For precision work, hardware DPI control is more consistent than OS pointer speed scaling, which can introduce input lag or acceleration artifacts.

How to Change Display DPI (Scaling)

When people talk about changing DPI on a monitor or in Windows/macOS, they usually mean display scaling — adjusting how large UI elements, text, and icons appear without changing your screen resolution.

Windows Scaling

Go to Settings → System → Display → Scale. Windows offers preset percentages (100%, 125%, 150%, etc.) and sometimes a custom scaling option. On high-resolution (HiDPI or 4K) displays, running at 100% can make text uncomfortably small, so Windows often recommends 150% or higher by default.

macOS Retina Scaling

Apple handles this differently. On Retina displays, macOS offers "Looks like" resolution options that balance sharpness and usable screen space. You're not changing pixels directly — you're choosing how the OS renders the interface across the physical pixel density.

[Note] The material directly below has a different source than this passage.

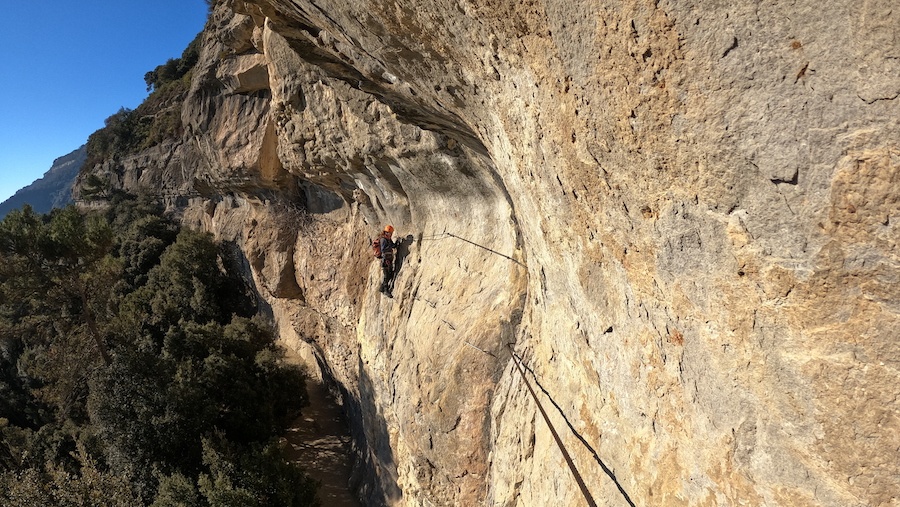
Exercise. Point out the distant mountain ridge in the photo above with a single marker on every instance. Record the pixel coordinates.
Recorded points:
(53, 190)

What Changes and What Doesn't

Increasing display scaling makes text and icons larger but reduces the amount of visible content on screen. It doesn't affect image quality or gaming resolution. Some older apps don't scale cleanly and may appear blurry at non-native scaling levels — a known limitation of legacy software.

How to Change Image DPI

For images, DPI is relevant primarily when printing. A 300 DPI image prints sharply; a 72 DPI image (typical for web) may look pixelated in print, depending on the output size.

In Adobe Photoshop

Go to Image → Image Size, then uncheck "Resample." Change the DPI value — the physical dimensions will adjust while pixel count stays the same. If you check "Resample," you're asking Photoshop to add or remove pixels, which affects quality.

In GIMP (Free Alternative)

Go to Image → Scale Image or Image → Print Size to adjust DPI without resampling.

In Preview (macOS)

Open the image, go to Tools → Adjust Size, and change the resolution field.

Key Distinction

ActionWhat ChangesWhat Stays the Same
Change DPI without resamplingPrint sizePixel dimensions, file size
Change DPI with resamplingPixel count, file sizeIntended print size
Change screen resolutionDisplay outputImage file itself

Changing an image's DPI does not improve its actual pixel quality if the pixels weren't there to begin with. A 72 DPI photo set to 300 DPI without resampling just prints smaller — it doesn't get sharper.

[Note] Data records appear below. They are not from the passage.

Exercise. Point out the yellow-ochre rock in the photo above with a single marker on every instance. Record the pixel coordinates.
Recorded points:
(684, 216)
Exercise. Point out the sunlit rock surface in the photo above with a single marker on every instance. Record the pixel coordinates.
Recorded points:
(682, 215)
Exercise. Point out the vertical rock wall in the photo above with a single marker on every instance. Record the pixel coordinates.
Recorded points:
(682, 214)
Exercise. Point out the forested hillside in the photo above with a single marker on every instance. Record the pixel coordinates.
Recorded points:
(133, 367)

The Variables That Determine What You Need

Which DPI changes matter for you depends on several layered factors:

  • Your mouse hardware — budget mice often have fixed or limited DPI ranges; high-end models offer fine-grained control and onboard memory
  • Your display resolution and physical size — a 4K 27-inch monitor and a 1080p 13-inch laptop screen have very different native pixel densities, which affects ideal scaling
  • Your use case — competitive gaming, graphic design, document work, and casual browsing all favor different sensitivity and scaling setups
  • Your OS and version — scaling behavior in Windows 10 vs. Windows 11, or between macOS versions, can differ noticeably
  • Your software — not all apps respect system scaling the same way, and image DPI requirements vary by output format (web vs. offset print vs. large-format printing)

Someone editing print-ready artwork for a commercial printer has a completely different DPI conversation than someone who just wants their gaming cursor to feel snappier — even though they're both searching the same term. Where you land in that spectrum shapes which of these settings is actually worth adjusting.